Frankfurter Neue Presse 14.10.2010
Michael Dellith
Schubert: "Die schöne Müllerin, Frankfurt, Alte Oper, 12. Oktober 2010
Liebespein bis in den Tod
 
Frankfurt. Trotz angeschlagener Gesundheit gab der Münchner Startenor einen gefeierten Liederabend in der Alten Oper: mit Schuberts «Schöner Müllerin».

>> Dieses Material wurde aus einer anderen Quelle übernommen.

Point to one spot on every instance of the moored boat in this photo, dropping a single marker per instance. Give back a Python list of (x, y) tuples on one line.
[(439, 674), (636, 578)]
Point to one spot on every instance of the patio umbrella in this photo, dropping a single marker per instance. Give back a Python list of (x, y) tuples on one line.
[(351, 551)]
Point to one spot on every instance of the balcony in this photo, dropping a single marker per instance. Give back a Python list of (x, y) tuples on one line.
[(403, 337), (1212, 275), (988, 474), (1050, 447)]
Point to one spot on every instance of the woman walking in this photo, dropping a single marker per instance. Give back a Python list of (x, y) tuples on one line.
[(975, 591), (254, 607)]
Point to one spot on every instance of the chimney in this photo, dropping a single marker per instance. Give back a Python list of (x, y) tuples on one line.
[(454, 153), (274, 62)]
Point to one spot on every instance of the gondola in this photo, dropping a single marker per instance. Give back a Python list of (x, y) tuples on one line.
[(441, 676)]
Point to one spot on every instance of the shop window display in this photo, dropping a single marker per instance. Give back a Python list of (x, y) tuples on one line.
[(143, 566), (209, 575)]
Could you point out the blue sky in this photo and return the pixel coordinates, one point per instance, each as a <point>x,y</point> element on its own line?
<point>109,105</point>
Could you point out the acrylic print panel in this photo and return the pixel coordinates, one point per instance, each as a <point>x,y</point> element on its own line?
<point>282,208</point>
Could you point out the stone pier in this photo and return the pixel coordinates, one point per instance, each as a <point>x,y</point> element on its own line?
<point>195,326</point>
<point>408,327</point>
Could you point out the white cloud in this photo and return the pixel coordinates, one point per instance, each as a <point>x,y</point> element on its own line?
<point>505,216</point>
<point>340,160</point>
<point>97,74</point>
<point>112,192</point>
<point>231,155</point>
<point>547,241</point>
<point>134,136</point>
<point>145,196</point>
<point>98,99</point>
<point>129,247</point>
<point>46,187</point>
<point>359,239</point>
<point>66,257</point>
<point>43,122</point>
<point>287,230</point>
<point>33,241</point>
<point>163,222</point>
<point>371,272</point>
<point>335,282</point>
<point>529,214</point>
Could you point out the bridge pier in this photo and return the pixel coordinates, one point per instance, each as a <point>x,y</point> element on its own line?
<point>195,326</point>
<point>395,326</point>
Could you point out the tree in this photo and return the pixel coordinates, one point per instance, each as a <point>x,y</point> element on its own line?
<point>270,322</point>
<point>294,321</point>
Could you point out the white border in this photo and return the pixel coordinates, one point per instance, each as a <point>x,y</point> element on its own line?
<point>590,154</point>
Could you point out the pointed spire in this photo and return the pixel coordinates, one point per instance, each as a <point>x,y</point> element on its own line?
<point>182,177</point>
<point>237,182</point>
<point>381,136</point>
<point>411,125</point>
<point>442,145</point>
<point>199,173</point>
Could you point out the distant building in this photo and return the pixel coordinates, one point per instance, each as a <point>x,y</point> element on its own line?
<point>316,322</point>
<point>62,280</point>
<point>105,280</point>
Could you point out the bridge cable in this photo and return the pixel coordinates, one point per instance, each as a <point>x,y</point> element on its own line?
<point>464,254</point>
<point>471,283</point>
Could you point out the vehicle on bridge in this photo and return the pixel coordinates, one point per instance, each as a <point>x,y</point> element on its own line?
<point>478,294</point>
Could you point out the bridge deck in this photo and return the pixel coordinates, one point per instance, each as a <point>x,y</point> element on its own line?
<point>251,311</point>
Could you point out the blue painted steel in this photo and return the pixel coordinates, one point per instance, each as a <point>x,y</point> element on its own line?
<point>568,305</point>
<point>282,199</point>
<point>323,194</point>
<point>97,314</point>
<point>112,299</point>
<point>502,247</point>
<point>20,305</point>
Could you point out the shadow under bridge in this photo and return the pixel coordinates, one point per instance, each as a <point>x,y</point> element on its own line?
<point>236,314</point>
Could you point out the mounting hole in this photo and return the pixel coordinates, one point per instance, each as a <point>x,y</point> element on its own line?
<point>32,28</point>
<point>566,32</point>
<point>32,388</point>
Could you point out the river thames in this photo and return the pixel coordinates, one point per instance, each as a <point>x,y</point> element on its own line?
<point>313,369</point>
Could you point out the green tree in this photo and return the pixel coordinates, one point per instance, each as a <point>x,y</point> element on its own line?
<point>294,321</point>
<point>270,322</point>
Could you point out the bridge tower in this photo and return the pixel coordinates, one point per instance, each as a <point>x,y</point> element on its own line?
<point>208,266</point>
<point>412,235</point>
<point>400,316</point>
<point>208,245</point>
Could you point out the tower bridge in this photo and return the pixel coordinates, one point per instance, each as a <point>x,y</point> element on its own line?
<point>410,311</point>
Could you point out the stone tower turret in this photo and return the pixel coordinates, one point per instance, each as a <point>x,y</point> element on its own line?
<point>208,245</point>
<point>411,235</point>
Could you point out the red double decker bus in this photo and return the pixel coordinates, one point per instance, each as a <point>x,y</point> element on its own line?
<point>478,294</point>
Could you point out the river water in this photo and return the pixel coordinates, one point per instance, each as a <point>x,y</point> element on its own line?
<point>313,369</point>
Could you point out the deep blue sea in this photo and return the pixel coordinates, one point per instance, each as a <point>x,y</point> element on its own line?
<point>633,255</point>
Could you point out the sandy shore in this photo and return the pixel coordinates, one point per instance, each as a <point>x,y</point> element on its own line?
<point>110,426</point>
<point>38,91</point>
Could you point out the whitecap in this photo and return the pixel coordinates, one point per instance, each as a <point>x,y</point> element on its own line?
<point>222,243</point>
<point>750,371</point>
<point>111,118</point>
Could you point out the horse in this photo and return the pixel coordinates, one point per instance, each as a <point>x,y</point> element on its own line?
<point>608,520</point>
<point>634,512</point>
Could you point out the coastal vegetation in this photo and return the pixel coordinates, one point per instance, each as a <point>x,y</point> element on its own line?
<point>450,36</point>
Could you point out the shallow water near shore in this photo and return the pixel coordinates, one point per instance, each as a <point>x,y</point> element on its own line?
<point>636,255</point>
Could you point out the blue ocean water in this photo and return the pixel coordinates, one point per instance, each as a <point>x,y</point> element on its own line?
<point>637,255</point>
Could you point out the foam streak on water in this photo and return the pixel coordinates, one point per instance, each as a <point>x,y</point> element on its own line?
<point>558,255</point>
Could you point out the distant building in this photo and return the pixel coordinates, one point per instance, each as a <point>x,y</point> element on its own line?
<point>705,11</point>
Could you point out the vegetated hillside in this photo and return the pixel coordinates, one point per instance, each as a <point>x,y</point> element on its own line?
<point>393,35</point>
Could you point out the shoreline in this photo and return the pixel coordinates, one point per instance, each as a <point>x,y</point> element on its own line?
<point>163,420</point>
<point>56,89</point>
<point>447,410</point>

Die Grippe kennt keine Gnade. Auch vor Sängern macht sie nicht Halt. Jüngstes Opfer ist der Tenor Jonas Kaufmann. Ein Konzert in der Berliner Staatsoper und einen Liederabend in Barcelona musste er wegen fiebriger Erkältung absagen, seinen Frankfurter Auftritt bei «Pro Arte» in der Alten Oper aber nahm er wahr – und hielt tapfer durch. Die Fans hatten bis zuletzt gebangt, ob der umjubelte Lohengrin der diesjährigen Bayreuther Festspiele denn auch wirklich kommen würde.

Nun ist es für einen Sänger ohnehin schon ein Wagnis, in einem riesigen Auditorium wie dem Großen Saal der Frankfurter Alten Oper einen Liederabend zu geben, allein mit seiner Stimme auf sich gestellt – als einzige Stütze einen Flügel samt begleitendem Pianisten. Und dann auch noch mit einem ebenso bekannten wie intimen Liederzyklus wie Schuberts «Schöne Müllerin»! Aber Kaufmann meisterte seine Sache – nicht zuletzt wegen seiner Professionalität. Und schonte sich nicht. Schließlich kam ihm zugute, dass er die «Schöne Müllerin» erst vor einem Jahr auf CD aufgenommen hat.

Attraktives Timbre

Naturgemäß wollte die Stimme wegen der Indisposition nicht so leicht ansprechen wie sonst, vor allem in der Höhe und im Piano, wie etwa bei «Dein ist mein Herz» in dem Lied «Ungeduld». Kaufmanns Tenor konnte nicht immer ungehindert strömen, aber sein wunderbar warmes und deshalb so attraktives Timbre gab der Interpretation eine unverwechselbare Prägung und büßte kaum etwas von seiner Faszination ein, ja bekam mitunter eine nicht unpassende baritonale Färbung. Besonders die Passagen im kernigen Forte wie «Hätt’ ich tausend Arme zu rühren!» aus «Am Feierabend» oder die gesteigerte Dramatik in «Eifersucht und Stolz» verfehlten ihre Wirkung nicht, aber auch der zarte, verletzliche Ausdruck in «Trockne Blumen» oder die Erlösungsvision am Ende von «Des Baches Wiegenlied» verhalfen diesem Abend zu berückenden Momenten.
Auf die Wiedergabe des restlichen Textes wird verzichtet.